Erros litúrgicos e sugestões para coibi-los - XI

Rito da Paz

O Rito da Paz inicia-se logo após o Embolismo do Pai Nosso. Tendo os fiéis respondido “Vosso é o Reino...”, o sacerdote celebrante reza:

“Senhor Jesus Cristo, dissestes aos vossos Apóstolos: Eu vos deixo a paz, eu vos dou a minha paz. Não olheis os nossos pecados, mas a fé que anima a vossa Igreja; dai-lhe, segundo o vosso desejo, a paz e a unidade. Vós, que sois Deus, com o Pai e o Espírito Santo.” (Missal Romano; Ordinário da Missa; Oração da Paz)

Essa oração, ao contrário do que acontece em algumas paróquias, é dita somente pelo padre.
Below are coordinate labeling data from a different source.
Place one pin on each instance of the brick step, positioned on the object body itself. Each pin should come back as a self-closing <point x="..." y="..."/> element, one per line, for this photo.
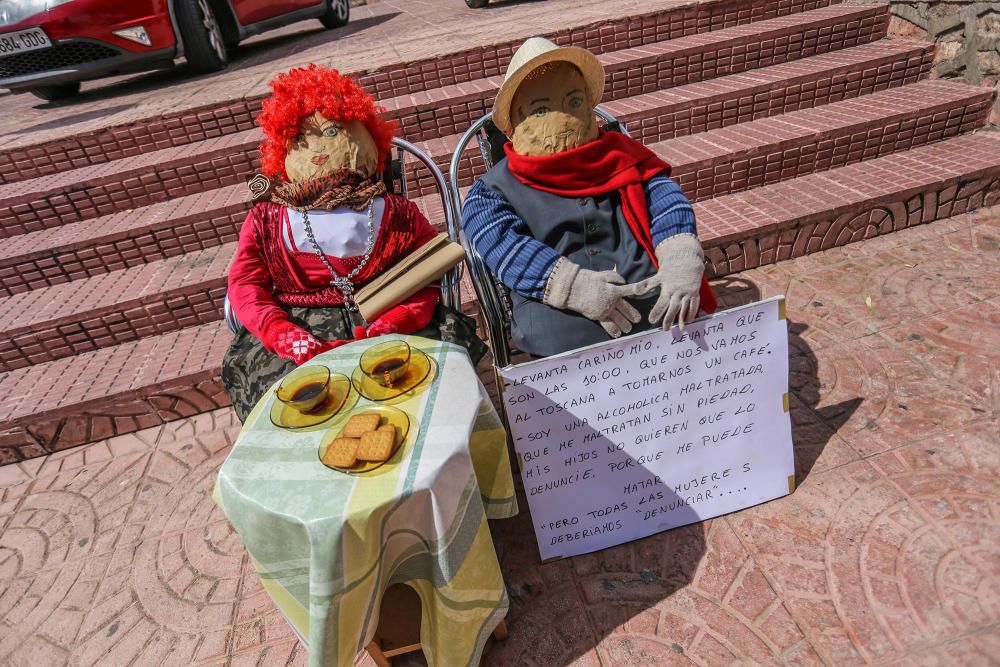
<point x="128" y="183"/>
<point x="131" y="182"/>
<point x="833" y="208"/>
<point x="160" y="296"/>
<point x="783" y="146"/>
<point x="725" y="101"/>
<point x="769" y="91"/>
<point x="132" y="238"/>
<point x="113" y="308"/>
<point x="197" y="124"/>
<point x="682" y="61"/>
<point x="769" y="150"/>
<point x="111" y="391"/>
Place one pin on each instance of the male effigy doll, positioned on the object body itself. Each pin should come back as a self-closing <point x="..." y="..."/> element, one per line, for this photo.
<point x="580" y="224"/>
<point x="330" y="227"/>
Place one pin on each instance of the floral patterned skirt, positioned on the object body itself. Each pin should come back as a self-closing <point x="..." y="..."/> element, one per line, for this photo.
<point x="249" y="369"/>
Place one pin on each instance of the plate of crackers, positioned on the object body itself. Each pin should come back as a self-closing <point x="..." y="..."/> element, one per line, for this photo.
<point x="366" y="441"/>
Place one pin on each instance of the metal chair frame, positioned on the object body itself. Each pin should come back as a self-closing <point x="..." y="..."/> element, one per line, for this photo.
<point x="493" y="298"/>
<point x="451" y="294"/>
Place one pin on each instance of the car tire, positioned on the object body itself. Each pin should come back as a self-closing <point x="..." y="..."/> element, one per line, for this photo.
<point x="338" y="13"/>
<point x="201" y="31"/>
<point x="56" y="92"/>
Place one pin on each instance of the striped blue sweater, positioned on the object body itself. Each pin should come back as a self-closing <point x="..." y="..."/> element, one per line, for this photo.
<point x="523" y="263"/>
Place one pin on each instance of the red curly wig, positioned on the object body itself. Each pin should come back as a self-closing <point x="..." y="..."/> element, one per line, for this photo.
<point x="300" y="92"/>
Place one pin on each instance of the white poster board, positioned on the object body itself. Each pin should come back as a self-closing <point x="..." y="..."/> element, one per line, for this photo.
<point x="661" y="429"/>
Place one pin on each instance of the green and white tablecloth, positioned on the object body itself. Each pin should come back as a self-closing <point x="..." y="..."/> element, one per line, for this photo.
<point x="327" y="544"/>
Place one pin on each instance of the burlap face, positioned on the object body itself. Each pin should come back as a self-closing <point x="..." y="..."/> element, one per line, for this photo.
<point x="324" y="146"/>
<point x="552" y="112"/>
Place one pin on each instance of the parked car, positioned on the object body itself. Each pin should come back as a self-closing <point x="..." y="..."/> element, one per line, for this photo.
<point x="48" y="47"/>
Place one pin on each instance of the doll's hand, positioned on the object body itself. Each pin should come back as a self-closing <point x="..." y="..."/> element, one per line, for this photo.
<point x="380" y="328"/>
<point x="597" y="295"/>
<point x="682" y="262"/>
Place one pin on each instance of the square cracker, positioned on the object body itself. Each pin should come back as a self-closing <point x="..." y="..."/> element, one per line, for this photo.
<point x="360" y="424"/>
<point x="342" y="452"/>
<point x="376" y="446"/>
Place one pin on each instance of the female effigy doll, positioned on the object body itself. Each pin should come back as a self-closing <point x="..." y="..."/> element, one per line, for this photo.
<point x="329" y="228"/>
<point x="576" y="221"/>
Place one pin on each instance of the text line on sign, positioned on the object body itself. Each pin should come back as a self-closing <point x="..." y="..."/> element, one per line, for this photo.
<point x="638" y="435"/>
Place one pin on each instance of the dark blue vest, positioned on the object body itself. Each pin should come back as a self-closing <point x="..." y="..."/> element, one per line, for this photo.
<point x="590" y="231"/>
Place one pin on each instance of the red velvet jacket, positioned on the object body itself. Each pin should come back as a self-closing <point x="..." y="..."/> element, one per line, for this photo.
<point x="265" y="273"/>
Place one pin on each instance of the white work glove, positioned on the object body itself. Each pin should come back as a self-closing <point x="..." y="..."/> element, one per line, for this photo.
<point x="682" y="262"/>
<point x="597" y="295"/>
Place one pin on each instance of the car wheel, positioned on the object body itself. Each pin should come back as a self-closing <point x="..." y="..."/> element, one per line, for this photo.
<point x="204" y="44"/>
<point x="56" y="92"/>
<point x="338" y="13"/>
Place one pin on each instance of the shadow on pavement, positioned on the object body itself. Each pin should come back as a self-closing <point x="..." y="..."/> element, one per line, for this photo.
<point x="73" y="119"/>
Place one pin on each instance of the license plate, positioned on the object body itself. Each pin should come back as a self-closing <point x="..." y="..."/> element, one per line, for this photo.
<point x="23" y="40"/>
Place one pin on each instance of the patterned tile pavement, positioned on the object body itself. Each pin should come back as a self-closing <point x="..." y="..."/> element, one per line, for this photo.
<point x="885" y="554"/>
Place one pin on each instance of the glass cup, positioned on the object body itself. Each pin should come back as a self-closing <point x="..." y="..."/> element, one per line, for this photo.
<point x="386" y="363"/>
<point x="305" y="388"/>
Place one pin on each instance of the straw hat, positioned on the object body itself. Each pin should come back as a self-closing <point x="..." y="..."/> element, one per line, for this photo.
<point x="531" y="55"/>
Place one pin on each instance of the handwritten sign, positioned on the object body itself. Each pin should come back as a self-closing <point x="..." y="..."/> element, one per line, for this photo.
<point x="635" y="436"/>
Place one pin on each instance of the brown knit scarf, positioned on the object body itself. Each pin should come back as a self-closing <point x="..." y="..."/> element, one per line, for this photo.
<point x="341" y="188"/>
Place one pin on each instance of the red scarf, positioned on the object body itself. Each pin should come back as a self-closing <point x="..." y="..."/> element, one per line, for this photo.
<point x="613" y="161"/>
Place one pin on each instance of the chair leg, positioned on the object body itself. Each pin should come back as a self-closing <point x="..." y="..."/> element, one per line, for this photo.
<point x="375" y="651"/>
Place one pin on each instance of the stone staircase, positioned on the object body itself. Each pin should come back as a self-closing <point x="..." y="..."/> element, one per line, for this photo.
<point x="795" y="126"/>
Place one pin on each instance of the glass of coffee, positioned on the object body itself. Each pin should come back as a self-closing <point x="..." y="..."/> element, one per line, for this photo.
<point x="386" y="363"/>
<point x="305" y="388"/>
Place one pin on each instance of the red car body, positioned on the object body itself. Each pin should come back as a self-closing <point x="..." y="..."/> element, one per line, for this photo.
<point x="84" y="45"/>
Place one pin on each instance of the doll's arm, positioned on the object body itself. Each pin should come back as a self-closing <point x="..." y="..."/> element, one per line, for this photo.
<point x="670" y="212"/>
<point x="250" y="288"/>
<point x="498" y="233"/>
<point x="408" y="317"/>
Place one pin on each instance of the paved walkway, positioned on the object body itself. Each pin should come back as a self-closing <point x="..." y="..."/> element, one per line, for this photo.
<point x="886" y="553"/>
<point x="382" y="33"/>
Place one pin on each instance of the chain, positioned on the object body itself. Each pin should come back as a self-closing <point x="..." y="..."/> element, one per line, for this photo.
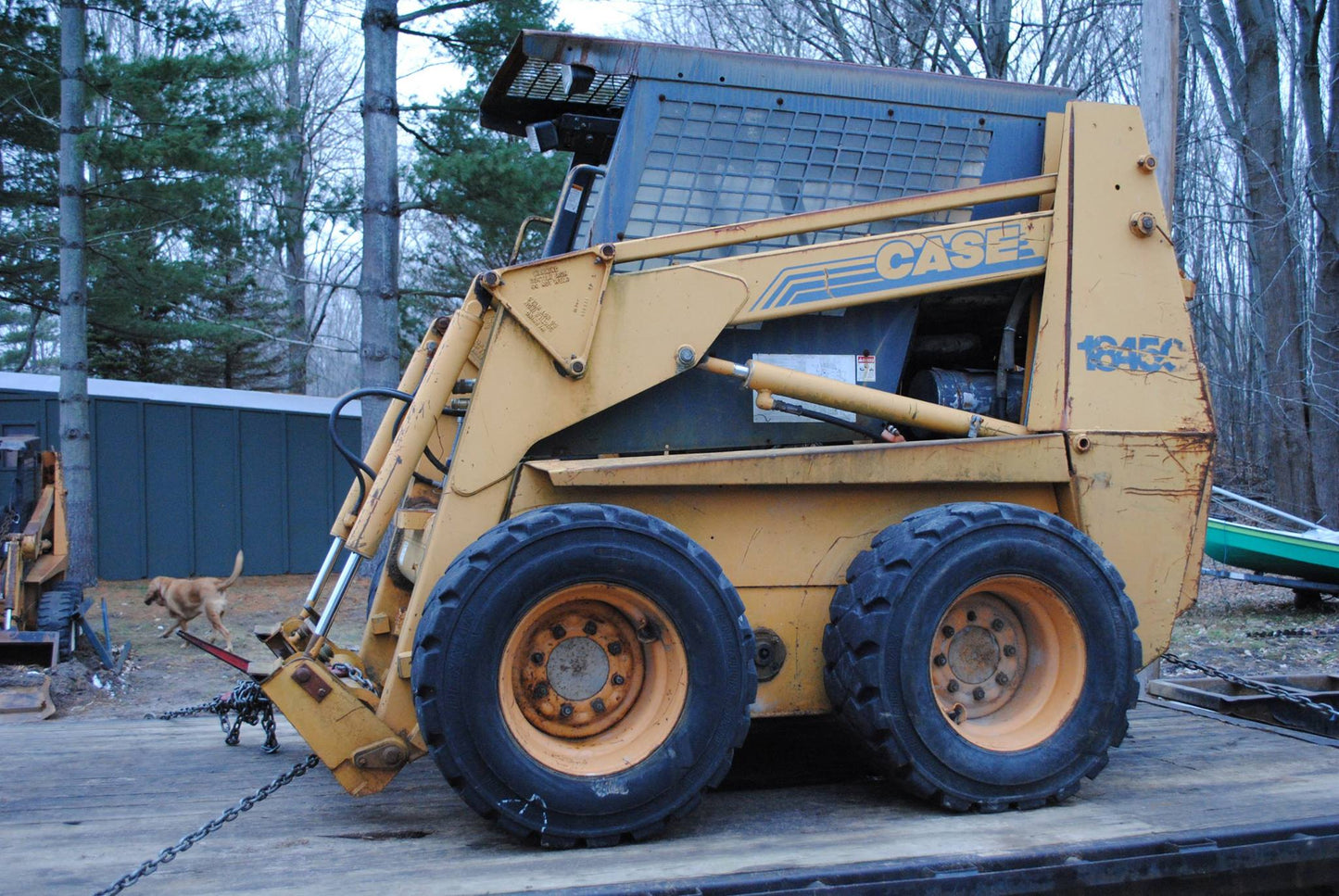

Os fiéis permanecem em silêncio, anuindo ao desejo do sacerdote com seu “Amém”.

Feita prece, o celebrante, se for conveniente – por condições de tempo, lugar e evento particularmente festejado –, pode exortar a todos que se saúdem transmitindo a paz do Senhor aos que estão participando da Missa. Usa, então, alguma das fórmulas de exortação ou alguma semelhante.

Cuide-se que o Rito da Paz não se torne desorganizado, com pessoas saindo de seus lugares e dando à Santa Missa um aspecto pouco piedoso. A balbúrdia e a bagunça não devem ser parte da Celebração Eucarística. Qualquer dispersão pode perturbar a devida devoção, que se requer para a frutuosa participação no sacramento a receber.

É por esse motivo que as rubricas não prescrevem nenhum canto específico para esse momento, nem prevêem que possa ser entoada uma música, como essas costumeiras que vemos por aí, cantadas como se fossem “cantos de paz”. Não há, liturgicamente falando, “canto de paz”, como não existe “canto de glória”.

Na prática

1. O Rito da Paz só seja feito se oportuno. Quando a Missa demorar muito ou houver muitas pessoas não acostumadas aos ritos católicos, é conveniente que se o evite, para que não haja dispersão.
2. Não se execute música durante o abraço da paz.
3. O pároco ou reitor forme seu povo para que seja sóbrio nos cumprimentos. Os acólitos dêem o exemplo ao transmitir a paz de modo solene e digno.
4. Não se altere o texto da oração.
5. O celebrante advirta os fiéis de que só ele deve rezar a oração disposta no Missal.
6. Convide-se o povo ao abraço da paz pelas palavras do Missal, e não por outras, ainda que lícitas.